Calculated under the equity accounting method for Nissan’s joint venture in China, the forecasts for the fiscal year ending March 31, 2026, are:
TSE report basis – China JV equity basis2
| Yen in billions | Previous FY25 outlook (Oct. 30) | Updated FY25 outlook | Variance vs previous outlook |
| Net revenue | 11,700.0 | 11,900.0 | 200.0 |
| Operating profit | -275.0 | -60.0 | 215.0 |
| Net income1 | – | -650.0 | – |
The average foreign exchange rates for the fiscal year 2025 outlook are JPY 149/USD and JPY 173/EUR.
Re: Nissan progress
Under the Re:Nissan plan, Nissan is advancing its efforts to achieve positive automotive operating profit and free cash flow by the end of fiscal year 2026 before tariffs.
The company has identified 240-billion-yen potential variable cost savings through thousands of innovative ideas moving into implementation, ensuring sustainable efficiencies without compromising quality, safety, or performance.
Fixed cost reductions are advancing rapidly. Nissan has delivered over 80 billion yen in the first half and have already reached 160 billion yen ahead of plan, with
confidence that it will surpass its 250-billion-yen target by fiscal year 2026.
The consolidation of our vehicle production sites is now progressing toward
completion and the engineering cost-per-hour improvement stands at 15% toward a 20% goal.

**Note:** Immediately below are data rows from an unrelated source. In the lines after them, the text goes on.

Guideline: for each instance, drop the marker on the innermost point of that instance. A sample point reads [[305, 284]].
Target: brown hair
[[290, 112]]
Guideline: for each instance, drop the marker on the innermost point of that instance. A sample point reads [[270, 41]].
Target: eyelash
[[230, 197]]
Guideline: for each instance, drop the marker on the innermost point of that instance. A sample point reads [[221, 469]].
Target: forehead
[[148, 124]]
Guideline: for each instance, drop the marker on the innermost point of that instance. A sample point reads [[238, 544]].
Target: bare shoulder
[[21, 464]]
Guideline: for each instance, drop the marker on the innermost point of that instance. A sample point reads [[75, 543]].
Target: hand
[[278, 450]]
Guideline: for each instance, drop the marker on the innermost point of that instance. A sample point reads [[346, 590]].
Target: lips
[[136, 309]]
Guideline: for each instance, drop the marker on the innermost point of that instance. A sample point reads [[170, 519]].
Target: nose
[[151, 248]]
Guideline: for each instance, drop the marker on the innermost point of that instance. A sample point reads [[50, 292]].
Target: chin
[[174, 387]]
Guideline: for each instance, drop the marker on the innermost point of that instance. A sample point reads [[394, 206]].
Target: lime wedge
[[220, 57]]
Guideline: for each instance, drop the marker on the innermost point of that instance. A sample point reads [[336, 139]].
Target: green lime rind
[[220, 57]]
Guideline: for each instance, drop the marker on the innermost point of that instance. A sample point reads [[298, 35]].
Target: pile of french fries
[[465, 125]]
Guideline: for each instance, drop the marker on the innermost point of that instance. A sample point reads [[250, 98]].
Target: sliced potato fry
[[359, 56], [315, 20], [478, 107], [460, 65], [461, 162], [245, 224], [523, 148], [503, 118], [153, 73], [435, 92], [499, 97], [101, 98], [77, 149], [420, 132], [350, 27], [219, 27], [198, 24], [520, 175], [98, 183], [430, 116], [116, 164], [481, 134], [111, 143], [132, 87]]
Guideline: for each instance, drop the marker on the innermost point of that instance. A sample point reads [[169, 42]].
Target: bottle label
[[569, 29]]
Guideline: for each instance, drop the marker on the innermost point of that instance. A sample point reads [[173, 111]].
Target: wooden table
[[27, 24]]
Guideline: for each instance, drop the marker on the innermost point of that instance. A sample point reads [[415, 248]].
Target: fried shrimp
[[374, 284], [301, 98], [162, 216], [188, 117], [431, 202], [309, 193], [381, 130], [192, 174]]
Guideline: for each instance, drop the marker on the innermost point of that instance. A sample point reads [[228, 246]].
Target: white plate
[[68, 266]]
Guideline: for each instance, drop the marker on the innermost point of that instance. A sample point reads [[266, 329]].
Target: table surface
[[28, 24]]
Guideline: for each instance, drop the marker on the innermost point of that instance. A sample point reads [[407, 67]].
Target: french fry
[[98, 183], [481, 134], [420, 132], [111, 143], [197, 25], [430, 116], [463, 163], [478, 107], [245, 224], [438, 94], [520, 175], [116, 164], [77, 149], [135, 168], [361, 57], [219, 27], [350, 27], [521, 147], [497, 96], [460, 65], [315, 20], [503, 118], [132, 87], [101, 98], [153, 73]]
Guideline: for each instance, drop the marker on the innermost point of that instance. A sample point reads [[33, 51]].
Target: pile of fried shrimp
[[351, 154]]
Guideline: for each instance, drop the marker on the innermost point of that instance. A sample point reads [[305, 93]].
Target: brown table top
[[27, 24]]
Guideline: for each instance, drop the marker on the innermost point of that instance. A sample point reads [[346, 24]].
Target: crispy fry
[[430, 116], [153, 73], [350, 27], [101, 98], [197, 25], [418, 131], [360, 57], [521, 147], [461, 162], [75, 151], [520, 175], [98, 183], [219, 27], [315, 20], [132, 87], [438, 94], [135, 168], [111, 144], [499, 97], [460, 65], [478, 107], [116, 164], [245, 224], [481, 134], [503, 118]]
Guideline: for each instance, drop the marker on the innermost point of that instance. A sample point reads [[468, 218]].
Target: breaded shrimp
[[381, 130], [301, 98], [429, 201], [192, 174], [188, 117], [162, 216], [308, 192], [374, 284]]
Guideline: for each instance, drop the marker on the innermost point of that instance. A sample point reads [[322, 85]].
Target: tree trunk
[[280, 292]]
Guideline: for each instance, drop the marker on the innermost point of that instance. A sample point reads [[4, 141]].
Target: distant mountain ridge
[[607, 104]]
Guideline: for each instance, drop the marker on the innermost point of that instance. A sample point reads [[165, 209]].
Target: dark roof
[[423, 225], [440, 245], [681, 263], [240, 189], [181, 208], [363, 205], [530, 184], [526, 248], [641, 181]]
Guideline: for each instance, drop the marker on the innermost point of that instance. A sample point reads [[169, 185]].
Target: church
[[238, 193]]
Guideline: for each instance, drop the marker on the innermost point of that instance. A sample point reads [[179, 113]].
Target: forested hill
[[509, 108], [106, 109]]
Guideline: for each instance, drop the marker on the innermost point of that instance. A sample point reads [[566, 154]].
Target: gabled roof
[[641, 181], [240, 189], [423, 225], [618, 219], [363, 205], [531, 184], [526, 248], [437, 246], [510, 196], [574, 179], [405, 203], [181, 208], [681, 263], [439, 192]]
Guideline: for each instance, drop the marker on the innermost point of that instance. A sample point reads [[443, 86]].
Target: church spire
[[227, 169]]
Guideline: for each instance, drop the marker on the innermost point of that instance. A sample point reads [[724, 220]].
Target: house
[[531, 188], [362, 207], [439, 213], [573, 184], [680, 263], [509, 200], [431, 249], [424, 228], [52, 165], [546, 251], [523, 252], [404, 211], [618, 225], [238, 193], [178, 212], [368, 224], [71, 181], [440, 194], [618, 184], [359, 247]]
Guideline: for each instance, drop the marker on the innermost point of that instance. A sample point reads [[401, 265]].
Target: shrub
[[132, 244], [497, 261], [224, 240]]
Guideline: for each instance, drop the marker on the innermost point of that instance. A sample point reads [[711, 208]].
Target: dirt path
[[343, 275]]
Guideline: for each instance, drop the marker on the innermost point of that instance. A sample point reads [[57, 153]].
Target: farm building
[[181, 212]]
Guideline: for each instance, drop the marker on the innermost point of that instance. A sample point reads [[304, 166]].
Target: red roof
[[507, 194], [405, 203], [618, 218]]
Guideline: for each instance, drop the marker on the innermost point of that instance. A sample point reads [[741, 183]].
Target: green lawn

Ivan Espinosa, Nissan’s president and chief executive, stated: “Through the
collective efforts of employees company‑wide, we are delivering steady progress under Re:Nissan. We have announced all seven sites for consolidation within ten months, reflecting disciplined execution and significant advancement on fixed‑cost improvements. Although sales remain under pressure and tariff impact continues, we are maintaining operational focus and recognizing the ongoing momentum of
our product lineup. While FY25 will reflect a substantial net loss driven primarily by non-cash accounting charges, these actions are necessary to strengthen our long- term operating performance. We will continue reinforcing our financial foundation and increasing revenue through the introduction of competitive new models, supporting our trajectory toward the goals of Re:Nissan.”
- Net income attributable to owners of the parent
- Since the beginning of fiscal year 2013, Nissan has reported figures calculated under the equity method accounting for its joint venture with Dong Feng in China. Although net income reporting remains unchanged under this accounting method, the equity-accounting income statements no longer include Dong Feng-Nissan’s results in revenue and operating profit.
Note: Financial forecasts are based on judgements and estimates made using currently available information. They are subject to uncertainty and risk, and final results may differ.